Unexpected indexes on PostgreSQL 12

5 min read

I recently wrote on Twitter that we've upgraded our database from PostgreSQL 11 to 12. For context, the size of the database itself is 1.5 TB, biggest table has more than one billion rows and weighs 300+ GB alone, without indexes. Many other tables have 100M+ rows too.

The main benefit that I was expecting from new version is REINDEX CONCURRENTLY. We have a couple of places where we do it manually every day: CREATE INDEX CONCURRENTLY, drop old index, rename new one. We need to do it often, because we implemented a task queue in PostgreSQL using SELECT FOR UPDATE and SKIP LOCKED, and it thrashes an index and bloats it a bit too much. It's a small price to pay to have that particular task queue directly in our database, with transactional integrity, JOINs, history and everything.

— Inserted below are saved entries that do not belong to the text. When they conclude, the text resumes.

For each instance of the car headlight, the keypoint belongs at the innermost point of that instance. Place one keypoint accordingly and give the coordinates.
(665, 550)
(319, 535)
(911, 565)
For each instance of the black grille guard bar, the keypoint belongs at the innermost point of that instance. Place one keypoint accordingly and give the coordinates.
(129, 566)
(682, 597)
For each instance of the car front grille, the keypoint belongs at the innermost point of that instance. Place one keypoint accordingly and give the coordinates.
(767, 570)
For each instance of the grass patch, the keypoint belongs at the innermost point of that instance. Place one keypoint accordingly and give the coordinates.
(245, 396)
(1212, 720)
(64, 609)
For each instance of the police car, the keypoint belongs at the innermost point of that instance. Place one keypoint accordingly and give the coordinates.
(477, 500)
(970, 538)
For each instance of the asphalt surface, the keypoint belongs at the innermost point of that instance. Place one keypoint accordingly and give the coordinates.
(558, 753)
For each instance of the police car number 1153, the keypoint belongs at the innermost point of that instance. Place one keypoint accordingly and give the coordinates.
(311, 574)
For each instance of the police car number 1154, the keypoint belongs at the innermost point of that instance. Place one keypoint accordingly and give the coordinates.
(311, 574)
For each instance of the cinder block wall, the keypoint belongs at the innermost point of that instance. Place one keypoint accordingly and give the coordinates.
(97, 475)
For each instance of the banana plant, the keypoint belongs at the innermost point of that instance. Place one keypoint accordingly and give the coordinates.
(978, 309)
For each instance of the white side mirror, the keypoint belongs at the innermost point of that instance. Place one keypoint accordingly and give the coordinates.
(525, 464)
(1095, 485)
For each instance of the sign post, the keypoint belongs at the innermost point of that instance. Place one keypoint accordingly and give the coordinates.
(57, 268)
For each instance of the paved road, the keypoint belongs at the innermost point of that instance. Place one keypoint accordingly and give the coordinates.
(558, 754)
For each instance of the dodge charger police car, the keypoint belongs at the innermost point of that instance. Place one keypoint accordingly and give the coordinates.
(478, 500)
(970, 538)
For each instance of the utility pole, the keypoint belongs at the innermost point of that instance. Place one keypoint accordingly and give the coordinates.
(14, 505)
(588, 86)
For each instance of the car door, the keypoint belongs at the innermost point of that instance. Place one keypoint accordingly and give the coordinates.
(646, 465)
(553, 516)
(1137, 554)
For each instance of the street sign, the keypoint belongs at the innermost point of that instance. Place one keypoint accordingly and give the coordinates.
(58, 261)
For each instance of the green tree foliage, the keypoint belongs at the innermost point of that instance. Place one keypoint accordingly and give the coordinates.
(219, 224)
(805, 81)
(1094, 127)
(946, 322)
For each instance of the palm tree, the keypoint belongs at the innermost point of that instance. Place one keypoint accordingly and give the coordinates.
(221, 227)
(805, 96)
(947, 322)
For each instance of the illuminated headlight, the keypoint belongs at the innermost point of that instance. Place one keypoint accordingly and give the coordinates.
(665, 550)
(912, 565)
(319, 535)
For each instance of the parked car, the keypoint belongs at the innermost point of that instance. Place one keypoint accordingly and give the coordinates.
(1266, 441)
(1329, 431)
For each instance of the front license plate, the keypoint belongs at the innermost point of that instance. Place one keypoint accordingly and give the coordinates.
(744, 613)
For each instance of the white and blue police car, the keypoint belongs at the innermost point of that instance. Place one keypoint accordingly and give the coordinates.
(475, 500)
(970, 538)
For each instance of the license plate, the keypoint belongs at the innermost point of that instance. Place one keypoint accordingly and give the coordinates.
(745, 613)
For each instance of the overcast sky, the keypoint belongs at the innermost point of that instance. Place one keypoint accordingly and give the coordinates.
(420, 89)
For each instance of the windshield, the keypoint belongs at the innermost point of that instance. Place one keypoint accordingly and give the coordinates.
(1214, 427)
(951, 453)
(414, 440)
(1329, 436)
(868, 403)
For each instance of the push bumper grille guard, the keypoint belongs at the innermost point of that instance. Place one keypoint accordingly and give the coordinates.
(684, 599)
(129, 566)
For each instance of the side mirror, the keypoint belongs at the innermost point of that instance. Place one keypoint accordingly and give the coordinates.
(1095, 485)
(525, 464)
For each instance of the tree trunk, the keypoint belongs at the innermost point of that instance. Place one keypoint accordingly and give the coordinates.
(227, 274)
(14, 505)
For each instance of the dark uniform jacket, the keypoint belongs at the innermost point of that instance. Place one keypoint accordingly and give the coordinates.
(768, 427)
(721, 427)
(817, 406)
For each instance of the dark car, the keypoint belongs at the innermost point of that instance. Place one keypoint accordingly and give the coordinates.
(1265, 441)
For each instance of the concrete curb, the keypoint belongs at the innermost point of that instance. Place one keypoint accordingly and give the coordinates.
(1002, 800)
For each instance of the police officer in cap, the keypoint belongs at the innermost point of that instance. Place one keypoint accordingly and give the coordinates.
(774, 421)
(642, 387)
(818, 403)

When I say we do it manually, of course I mean that we have a task that's run daily. I'm not a total maniac.

We also have a couple of materialized views that we update concurrently in the same way: CREATE TABLE from a query, drop old table, rename new one, continue. PostgreSQL 13 probably will get something on that front too, but for now we have to go the extra mile. In PostgreSQL 11 it took 22-25 minutes to refresh each of them (this one runs weekly). In PostgreSQL 12 we've got JIT compiler, so I expected some speedups here. From my testing it's got faster approximately by 10% (2 minutes).

The other thing I remembered was that B-tree indexes should have gotten better. I found this article to be a pretty good explanation. Shortly, new format is introduced that's more compact, less bloaty, hence faster. And we need to REINDEX old indexes after pg_upgrade to have these goodies. Ok, I thought.

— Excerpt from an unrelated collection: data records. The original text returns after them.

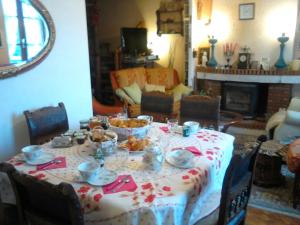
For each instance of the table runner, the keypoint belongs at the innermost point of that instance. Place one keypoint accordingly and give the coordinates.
(170, 196)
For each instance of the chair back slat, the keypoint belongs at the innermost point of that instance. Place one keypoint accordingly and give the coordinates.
(40, 202)
(46, 123)
(157, 104)
(237, 185)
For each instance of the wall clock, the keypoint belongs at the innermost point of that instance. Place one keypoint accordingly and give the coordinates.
(246, 11)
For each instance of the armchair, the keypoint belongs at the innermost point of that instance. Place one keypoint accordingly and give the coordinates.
(284, 126)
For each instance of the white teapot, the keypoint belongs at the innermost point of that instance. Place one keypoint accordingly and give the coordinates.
(153, 157)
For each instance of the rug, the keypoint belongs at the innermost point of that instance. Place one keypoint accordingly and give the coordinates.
(277, 199)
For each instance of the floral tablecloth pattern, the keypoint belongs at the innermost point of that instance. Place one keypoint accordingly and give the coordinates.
(170, 196)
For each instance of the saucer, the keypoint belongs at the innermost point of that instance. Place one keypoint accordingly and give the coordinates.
(42, 159)
(180, 158)
(102, 178)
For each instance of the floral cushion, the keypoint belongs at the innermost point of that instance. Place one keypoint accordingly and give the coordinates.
(162, 76)
(154, 87)
(127, 77)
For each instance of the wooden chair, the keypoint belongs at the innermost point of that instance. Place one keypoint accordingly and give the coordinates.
(236, 189)
(8, 213)
(42, 203)
(157, 104)
(46, 123)
(203, 109)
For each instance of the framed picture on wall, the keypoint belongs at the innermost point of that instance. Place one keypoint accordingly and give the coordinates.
(247, 11)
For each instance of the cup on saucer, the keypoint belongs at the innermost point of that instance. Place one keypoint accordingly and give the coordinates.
(32, 152)
(145, 117)
(88, 169)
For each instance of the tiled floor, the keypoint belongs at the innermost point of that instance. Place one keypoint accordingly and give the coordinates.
(261, 217)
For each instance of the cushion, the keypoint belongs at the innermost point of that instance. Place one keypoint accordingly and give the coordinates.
(127, 77)
(180, 90)
(154, 87)
(121, 93)
(134, 92)
(162, 76)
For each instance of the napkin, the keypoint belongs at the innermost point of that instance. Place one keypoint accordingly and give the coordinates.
(192, 149)
(164, 129)
(130, 186)
(53, 165)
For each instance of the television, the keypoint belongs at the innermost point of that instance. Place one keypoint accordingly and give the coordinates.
(133, 40)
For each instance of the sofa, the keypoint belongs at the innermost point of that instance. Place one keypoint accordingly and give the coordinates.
(284, 126)
(142, 79)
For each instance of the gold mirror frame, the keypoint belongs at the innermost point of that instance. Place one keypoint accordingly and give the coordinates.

After the upgrade, one of my developers suggested to try to convert one hash index to B-tree on our biggest table. We've had quite a few since PG10 made them reliable, and when we tested them, hash indexes definitely were smaller. The results were astounding: the index shrank from 54 GB to 25 GB. More than two-fold reduction in size is too good to be true! And indeed it was, when we executed REINDEX on a hash index, it shrank from 54 to 38 GB. Still, I'll take 25 GB index instead of 38 GB every day of the week, thank you very much.

Granted, this column has low cardinality, for 1.2 billion rows it has only 30 millions distinct values (40x difference). Maybe its inefficient with lots of duplicating values, when they end up in the same hash bucket? I've tested it on some other table on a column with much higher cardinality, only 2.3 rows per unique value. Still B-tree was much smaller, only 63% of hash index (4823 MB vs 7655 MB).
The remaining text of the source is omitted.